第21章 Prayer
「あの日…、櫻井さん達がここへいらしてから、一週ほど、でしたか…。相葉の件が彼の耳に…」
いずれは…
そう思っていたのに…
あれ程智君の耳には入れないよ頼み込んだのに…
「…そう、ですか…」
最早井ノ原医務官を責める気力すら、俺には残っていなかった。
俺は智君の手を握りしめたまま、ガックリと肩を落としていた。
「智兄ちゃん!」
飛び込んで来たのは、侑李だった。
その顔はもう涙に濡れていて、長瀬さんの支えがなければ立っていられない程、憔悴仕切っていた。
「どうしてこんなことに…?」
長瀬さんが口元を手で抑えた。
“どうして…”か…
そんなの俺が聞きたいよ…
なあ、誰か俺に教えてくれよ…
「あの…少しだけ…」
叶わぬ願いかもしれない。
でも…
「少しだけでいいんだ。
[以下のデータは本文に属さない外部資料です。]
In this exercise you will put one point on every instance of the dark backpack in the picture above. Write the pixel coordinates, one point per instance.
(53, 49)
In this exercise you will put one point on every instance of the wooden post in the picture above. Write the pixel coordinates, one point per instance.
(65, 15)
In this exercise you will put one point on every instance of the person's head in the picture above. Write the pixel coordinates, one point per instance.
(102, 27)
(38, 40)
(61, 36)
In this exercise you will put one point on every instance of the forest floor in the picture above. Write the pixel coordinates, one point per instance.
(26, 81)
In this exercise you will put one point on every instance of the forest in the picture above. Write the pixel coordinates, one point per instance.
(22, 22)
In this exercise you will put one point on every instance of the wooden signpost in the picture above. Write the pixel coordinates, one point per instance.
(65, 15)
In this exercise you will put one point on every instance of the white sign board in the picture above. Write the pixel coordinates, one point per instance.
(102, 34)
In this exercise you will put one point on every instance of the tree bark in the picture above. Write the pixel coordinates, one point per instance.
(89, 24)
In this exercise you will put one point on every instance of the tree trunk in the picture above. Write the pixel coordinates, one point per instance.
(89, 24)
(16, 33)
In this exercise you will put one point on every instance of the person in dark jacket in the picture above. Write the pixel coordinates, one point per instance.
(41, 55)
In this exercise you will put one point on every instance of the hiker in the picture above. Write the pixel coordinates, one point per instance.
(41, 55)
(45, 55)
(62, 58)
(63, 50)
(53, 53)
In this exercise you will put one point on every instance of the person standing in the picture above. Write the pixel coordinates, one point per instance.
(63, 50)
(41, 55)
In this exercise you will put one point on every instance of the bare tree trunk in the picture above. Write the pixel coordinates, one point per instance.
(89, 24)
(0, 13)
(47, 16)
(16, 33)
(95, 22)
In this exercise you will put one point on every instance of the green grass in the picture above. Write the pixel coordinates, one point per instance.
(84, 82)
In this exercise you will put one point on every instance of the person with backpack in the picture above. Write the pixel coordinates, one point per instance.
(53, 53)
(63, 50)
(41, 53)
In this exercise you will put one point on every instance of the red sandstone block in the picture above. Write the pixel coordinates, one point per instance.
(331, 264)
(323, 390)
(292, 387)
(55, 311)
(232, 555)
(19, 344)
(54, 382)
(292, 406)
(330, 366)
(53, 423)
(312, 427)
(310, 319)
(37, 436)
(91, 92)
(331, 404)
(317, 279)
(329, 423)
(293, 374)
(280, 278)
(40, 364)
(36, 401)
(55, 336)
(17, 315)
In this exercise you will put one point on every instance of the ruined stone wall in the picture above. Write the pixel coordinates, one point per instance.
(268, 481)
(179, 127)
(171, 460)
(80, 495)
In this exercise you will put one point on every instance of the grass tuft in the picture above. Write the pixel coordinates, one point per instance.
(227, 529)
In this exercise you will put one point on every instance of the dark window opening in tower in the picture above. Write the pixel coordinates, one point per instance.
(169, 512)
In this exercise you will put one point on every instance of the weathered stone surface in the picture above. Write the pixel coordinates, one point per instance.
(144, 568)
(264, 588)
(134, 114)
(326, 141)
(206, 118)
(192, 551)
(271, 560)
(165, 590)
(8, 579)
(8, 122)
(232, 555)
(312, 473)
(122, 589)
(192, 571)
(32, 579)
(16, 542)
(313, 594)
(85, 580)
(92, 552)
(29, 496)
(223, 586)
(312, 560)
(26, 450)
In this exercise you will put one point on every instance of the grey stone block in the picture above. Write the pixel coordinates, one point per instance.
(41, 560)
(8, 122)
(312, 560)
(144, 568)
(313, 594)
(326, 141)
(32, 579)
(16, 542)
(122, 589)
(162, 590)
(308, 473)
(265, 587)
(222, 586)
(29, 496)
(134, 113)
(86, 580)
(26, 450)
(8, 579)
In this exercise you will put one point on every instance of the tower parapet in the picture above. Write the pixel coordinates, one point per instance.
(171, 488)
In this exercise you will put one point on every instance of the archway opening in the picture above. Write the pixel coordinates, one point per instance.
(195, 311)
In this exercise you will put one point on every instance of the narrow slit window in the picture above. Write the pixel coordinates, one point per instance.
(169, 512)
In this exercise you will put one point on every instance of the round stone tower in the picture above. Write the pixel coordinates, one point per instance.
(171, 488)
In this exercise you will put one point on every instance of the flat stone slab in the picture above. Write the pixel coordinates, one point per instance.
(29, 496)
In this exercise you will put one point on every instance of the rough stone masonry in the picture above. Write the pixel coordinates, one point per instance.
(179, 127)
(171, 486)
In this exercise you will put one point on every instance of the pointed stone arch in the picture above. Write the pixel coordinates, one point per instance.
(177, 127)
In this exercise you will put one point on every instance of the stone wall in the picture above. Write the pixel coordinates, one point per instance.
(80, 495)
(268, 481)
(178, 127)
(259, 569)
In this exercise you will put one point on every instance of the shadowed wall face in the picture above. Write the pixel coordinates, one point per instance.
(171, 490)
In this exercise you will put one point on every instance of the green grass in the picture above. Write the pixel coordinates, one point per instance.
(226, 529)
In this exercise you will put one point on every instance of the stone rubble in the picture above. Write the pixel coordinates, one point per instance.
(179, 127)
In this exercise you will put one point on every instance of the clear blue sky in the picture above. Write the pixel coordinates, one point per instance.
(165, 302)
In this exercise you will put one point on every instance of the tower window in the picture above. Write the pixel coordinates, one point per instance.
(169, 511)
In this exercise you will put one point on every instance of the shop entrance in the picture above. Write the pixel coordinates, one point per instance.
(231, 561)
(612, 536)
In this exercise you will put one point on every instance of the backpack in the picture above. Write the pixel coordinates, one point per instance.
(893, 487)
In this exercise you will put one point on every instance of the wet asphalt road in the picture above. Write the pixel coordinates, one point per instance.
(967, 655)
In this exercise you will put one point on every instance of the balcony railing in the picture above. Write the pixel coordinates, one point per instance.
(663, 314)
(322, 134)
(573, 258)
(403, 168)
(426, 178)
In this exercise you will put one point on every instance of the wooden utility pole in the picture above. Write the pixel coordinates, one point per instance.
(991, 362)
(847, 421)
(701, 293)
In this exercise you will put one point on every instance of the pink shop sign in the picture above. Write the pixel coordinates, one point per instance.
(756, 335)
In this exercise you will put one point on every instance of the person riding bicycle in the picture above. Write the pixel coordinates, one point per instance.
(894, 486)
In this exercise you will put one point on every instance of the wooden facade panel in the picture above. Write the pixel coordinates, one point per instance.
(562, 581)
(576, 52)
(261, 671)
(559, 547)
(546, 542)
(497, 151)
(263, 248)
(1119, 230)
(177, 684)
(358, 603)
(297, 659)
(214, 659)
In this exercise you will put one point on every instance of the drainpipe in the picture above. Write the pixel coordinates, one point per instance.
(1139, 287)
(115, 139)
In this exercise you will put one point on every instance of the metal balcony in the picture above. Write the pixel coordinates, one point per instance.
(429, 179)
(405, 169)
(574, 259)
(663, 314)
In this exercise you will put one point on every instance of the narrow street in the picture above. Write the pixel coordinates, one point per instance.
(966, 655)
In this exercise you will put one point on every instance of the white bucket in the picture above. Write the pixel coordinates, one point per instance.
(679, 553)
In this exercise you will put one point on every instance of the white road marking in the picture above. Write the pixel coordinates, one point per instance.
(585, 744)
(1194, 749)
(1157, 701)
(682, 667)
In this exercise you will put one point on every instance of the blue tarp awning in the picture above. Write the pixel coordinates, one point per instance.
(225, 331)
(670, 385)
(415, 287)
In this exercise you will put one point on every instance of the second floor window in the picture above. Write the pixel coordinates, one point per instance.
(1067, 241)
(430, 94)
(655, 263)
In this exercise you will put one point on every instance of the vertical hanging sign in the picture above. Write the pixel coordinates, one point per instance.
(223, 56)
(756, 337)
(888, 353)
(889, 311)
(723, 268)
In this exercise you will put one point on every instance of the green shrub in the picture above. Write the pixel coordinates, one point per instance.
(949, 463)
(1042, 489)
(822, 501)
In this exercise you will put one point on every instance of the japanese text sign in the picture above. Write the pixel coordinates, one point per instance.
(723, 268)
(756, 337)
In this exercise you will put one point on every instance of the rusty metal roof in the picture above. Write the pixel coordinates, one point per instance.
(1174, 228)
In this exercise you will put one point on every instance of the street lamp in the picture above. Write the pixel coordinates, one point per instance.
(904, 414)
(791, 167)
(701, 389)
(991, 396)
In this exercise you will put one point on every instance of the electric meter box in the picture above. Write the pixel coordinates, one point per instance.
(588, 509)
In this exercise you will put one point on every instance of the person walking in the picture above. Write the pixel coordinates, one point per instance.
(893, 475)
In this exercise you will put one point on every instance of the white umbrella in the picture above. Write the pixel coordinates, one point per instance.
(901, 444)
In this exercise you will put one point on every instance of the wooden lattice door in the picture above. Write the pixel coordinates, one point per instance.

二人きりにしてくれませんか…?」
フラフラと立ち上がり、智君の寝顔を見下ろす。
「それは構いませんが…でも、そんなに時間は…」
「分かってます。ほんの数分でいいんです。今だけ…」
「分かりました。どうぞ悔いの残らないように…」
井ノ原医務官の手が、俺の肩に載せられた。
その手は小刻みに震えていた。
「ありがとうございます…」
俺は井ノ原医務官を見ることなく、頭を下げた。